Bone Marrow Cell Transplant From Donors With Cardiovascular Risk Factors Increases the Pro-atherosclerotic Phenotype in the Recipients.

Author information

1
Cardiovascular Research Center, CSIC-ICCC, Hospital de la Santa Creu i Sant Pau (UAB) and IIB-Santpau, Barcelona, Spain.
2
Cardiovascular Research Chair, UAB, Barcelona, Spain.

Abstract

Improvement of long-term survival after hematopoietic stem cell transplantation has revealed that these patients have an increased appearance of de novo cardiovascular risk factors. Even though in these clinical studies no relation to transplant-related factors has been found, no attention has been paid to the influence of cardiovascular risk factors affecting the bone marrow donors on the cardiovascular risk of the recipients.

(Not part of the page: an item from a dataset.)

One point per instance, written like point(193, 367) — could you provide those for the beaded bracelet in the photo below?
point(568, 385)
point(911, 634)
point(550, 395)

Thus, the aim of this study was to analyze, using an animal model, whether transplantation of bone marrow from donors with cardiovascular risk factors increases cardiovascular risk in healthy recipients. Results from transplantation experiments have shown that bone marrow from donors with cardiovascular risk factors induced pro-atherogenic modifications in the cholesterol profile of healthy recipients, increasing the low-density lipoprotein cholesterol fraction in comparison to those transplanted with control bone marrow. Moreover, bone marrow from donors with cardiovascular risk factors induced significant alterations in liver pro-inflammatory state and lipid metabolism-related gene expression that could contribute to alter cholesterol homeostasis. Altogether, these results suggest that cardiovascular risk factors in the donor confer a cardiometabolic alteration to their bone marrow cells that is transferred to noncardiovascular disease transplant recipients, affecting their liver function and increasing their cardiovascular risk.

KEYWORDS:

animal models; basic (laboratory) research/science; bone marrow/hematopoietic stem cell transplantation; cardiovascular disease; hyperlipidemia; stem cells; translational research/science

PMID:
27421708
DOI:
10.1111/ajt.13962
[Indexed for MEDLINE]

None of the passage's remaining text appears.